Answer
See the detailed answer below.
Work Step by Step
$$\color{blue}{\bf [a]}$$
To find the induced current, we must find the induced emf first.
The induced emf for a wire that moves in a magnetic field is given by
$$\varepsilon=vlB$$
Plug the known, and refer to Figure 33.26.

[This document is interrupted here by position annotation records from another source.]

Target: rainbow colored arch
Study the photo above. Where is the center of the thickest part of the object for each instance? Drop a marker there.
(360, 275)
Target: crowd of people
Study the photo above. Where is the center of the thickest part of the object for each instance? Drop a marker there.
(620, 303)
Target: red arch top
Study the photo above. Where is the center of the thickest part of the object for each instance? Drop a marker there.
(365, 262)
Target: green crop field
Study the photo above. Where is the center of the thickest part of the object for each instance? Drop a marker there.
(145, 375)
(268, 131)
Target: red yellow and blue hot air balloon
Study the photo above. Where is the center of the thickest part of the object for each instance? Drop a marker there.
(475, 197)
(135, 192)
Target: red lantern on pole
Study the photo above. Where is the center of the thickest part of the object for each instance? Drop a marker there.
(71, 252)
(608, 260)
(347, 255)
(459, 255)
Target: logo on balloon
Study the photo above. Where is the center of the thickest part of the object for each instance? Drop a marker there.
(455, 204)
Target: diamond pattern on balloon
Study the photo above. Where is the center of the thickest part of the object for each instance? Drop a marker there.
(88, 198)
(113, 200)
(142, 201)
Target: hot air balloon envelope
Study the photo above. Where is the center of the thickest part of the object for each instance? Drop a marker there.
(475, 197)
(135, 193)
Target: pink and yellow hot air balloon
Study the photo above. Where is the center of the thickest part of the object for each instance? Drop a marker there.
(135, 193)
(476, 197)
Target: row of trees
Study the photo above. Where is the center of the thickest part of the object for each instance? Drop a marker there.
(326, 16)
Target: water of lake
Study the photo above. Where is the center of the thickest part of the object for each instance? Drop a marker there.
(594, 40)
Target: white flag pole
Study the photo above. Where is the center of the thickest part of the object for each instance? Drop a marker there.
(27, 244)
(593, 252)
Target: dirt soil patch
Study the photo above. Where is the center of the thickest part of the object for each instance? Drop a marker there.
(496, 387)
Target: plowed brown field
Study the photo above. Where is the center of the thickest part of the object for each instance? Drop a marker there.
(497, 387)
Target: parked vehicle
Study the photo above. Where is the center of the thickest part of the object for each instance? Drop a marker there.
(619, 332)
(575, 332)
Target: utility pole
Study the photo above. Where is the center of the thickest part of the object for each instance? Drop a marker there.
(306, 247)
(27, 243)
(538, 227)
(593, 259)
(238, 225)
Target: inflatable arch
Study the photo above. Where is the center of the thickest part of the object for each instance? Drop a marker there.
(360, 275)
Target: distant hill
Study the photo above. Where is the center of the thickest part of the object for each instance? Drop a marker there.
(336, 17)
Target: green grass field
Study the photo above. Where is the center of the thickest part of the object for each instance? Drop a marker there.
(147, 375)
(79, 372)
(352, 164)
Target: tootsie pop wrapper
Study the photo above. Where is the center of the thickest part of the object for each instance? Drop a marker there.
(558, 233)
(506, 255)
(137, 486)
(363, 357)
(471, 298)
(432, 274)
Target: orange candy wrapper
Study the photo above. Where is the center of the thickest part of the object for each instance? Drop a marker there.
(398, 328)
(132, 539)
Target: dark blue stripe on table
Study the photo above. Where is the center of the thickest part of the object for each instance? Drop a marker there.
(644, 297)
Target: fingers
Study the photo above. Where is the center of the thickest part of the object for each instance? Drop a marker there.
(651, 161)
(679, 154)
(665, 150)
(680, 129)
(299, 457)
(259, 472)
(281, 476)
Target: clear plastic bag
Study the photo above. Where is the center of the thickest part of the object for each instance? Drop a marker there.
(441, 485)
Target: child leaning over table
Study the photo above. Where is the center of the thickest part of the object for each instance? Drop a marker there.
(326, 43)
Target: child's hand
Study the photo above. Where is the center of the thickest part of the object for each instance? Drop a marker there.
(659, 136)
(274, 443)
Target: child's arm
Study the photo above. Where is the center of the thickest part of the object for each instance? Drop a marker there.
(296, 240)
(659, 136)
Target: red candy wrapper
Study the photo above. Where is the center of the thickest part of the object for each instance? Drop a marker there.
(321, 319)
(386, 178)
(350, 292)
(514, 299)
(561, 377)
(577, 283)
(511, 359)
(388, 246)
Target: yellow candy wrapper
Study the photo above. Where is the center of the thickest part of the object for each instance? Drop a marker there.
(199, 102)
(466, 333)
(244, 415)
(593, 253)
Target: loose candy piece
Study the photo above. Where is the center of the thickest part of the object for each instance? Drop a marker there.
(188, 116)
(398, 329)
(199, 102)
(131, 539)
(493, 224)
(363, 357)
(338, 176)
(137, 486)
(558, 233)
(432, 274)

$$\varepsilon=(10)(0.2)(0.1)=\color{red}{\bf 0.2}\;\rm V$$
The induced current is given by
$$I=\dfrac{\varepsilon}{R}$$
$$I=\dfrac{0.2}{1}=\color{red}{\bf 0.2}\;\rm A$$
$$\color{blue}{\bf [b]}$$
The wire is moving at a constant speed which means that the pulling force equals the magnetic force exerted on this wire.
$$F_{\rm pull}=F_B$$
We know that the magnetic force exerted on a moving wire is given by
$$F_{\rm pull} =BIL=(0.1)(0.2)(0.2)$$
$$F_{\rm pull} =\color{red}{\bf 4}\;\rm mN$$
$$\color{blue}{\bf [c]}$$
We know that the power dissipated in the carbon resistor is given by
$$P=I^2R$$
where $P=Q/t$ where $Q$ is the amount of energy dissipated by the current and $t$ is the time interval. So
$$I^2R=\dfrac{Q}{t}$$
Recalling that $Q=mc\Delta T$,
$$I^2R=\dfrac{mc\Delta T}{t}$$
Hence,
$$\Delta T=\dfrac{I^2Rt}{mc}$$
Plug the known;
$$\Delta T=\dfrac{(0.2)^2(1.0)(10)}{(50\times 10^-6)(710)}$$
$$\Delta T=\color{red}{\bf 11.3}\;\rm K$$